In my quest to give up cancer for Lent, this is the day I have been dreading. It’s one thing to talk about vegetables, which I manage fairly well, giving up a bit of red meat is not such a big deal and, despite bitching about the lack of availability (which I may have solved thanks to some facebook conversations out of that post), I do pretty well with whole grains.
Today, however, I have to tackle the topic of alcohol.
Now, I’m no booze hound… but I love wine. I like it with dinner, I like it with desert, I like it with cheese, I like it without anything at all. I am also freely admit I am a beer snob. I shun Labatt’s or Molson for something with a little flavour. I like stout. I like porter. I like ales. I like beer.
To compound the problem, The Husband has become pretty damn great at making wine and beer. There are shelves of boxes in the basement calling to me. ‘Come sit in front of the fire with a nice glass of wine’ or ‘it’s been a long day, pour a beer and relax,’ they say. It’s really not right to ignore them you know.
Now, to be fair. An anti-cancer diet doesn’t mean I have to become a teetotaller. Beer and wine both have some pretty great cancer fighting properties. Red wine is rich in phytophenols which are believe to have anti-cancer properties, both attacking and preventing tumours. One study showed men who drank 4 glasses a week had 60% lower incidences of aggressive forms of prostate cancer.
Beer has similar benefits. As I mentioned when I made my beer-braised pot roast the hops used in making beer has xanthohumol, a compound that inhibits the enzymes which trigger cancer. It is found in all beers but more prevalent in the meatier beers like stout and porter (I guess that means the triple-hopped red ale The Husband made recently is my favorite for a reason). There are even researchers developing a cancer fighting beer… wouldn’t that be wonderful?

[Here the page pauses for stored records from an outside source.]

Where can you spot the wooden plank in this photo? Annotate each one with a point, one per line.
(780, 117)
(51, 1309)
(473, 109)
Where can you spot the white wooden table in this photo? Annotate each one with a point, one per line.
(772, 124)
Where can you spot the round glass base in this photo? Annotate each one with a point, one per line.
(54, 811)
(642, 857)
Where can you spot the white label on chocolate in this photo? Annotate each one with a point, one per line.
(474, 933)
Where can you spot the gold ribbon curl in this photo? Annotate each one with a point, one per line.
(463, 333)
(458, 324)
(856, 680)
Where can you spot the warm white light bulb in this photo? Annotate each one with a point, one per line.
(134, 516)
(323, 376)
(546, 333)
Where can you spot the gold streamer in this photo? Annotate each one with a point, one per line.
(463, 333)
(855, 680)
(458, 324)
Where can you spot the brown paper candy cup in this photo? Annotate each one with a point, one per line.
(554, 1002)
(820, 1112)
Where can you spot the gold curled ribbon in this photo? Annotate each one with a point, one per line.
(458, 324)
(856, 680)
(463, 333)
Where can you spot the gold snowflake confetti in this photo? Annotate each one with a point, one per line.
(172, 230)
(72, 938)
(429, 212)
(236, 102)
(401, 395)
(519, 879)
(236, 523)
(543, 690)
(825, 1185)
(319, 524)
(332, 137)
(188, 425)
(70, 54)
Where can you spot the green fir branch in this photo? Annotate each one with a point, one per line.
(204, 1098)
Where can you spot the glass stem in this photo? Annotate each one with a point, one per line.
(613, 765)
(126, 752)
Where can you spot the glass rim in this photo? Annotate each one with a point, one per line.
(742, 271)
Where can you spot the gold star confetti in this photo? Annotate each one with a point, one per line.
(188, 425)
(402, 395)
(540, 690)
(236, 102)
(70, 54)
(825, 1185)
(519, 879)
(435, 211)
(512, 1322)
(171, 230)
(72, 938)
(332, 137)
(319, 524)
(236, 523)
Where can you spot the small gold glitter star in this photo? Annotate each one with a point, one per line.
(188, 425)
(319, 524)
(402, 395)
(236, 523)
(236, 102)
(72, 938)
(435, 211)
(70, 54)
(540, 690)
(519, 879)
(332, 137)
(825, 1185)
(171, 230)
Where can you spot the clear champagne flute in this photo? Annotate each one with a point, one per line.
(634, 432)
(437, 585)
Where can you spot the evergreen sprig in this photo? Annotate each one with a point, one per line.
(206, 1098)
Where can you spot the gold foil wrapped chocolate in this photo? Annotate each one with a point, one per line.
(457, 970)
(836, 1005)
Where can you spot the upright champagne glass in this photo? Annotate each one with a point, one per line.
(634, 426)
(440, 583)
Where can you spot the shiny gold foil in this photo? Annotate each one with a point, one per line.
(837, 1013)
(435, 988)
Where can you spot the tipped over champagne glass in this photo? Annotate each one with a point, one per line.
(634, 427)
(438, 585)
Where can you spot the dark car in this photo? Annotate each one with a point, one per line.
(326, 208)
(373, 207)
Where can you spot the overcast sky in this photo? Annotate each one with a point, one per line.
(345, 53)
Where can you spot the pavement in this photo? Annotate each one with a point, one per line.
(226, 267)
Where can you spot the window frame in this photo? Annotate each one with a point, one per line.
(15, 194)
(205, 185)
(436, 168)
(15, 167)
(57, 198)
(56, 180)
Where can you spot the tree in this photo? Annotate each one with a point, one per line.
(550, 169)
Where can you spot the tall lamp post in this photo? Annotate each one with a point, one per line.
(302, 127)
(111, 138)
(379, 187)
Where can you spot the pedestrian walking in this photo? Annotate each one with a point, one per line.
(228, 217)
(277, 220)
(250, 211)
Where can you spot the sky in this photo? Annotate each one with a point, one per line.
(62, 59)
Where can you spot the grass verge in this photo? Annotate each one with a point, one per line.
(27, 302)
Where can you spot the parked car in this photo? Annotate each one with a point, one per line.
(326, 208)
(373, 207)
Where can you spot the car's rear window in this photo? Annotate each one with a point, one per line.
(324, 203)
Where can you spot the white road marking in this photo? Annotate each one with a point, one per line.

That’s the good news. The bad news is that 3% of cancers can be directly related to alcohol consumption. Some studies show alcohol can potentially be a carcinogen, even with relatively low levels of consumption. Unfortunately, it is not clear cut. One study showed beer increased the risk of lung cancer but red wine reduced it. Other studies show alcohol increases the risk of mouth, esophageal and liver cancers. The risk of breast cancer also increases with alcohol consumption.
The Global Report by the World Cancer Research Fund and the American Institute for Cancer Research recommends avoiding alcohol altogether. It does, however, admit to evidence that alcohol can lower the risk of heart disease so it adds that, if people choose to drink alcohol, they should do so in moderation. They suggest no more than two drinks a day for men and no more than one for women.
I have to admit this one confuses me. What is moderation? One drink a day seems like a lot actually… but does that mean never have two… or is it okay to have three at a party if you didn’t have any in the past week? There is no cut and dry answer. I guess, in the end, it is just like red meat… a bit is manageable, just don’t go overboard.
I guess those bottles calling to me from the basement will have to age a bit before they get drunk.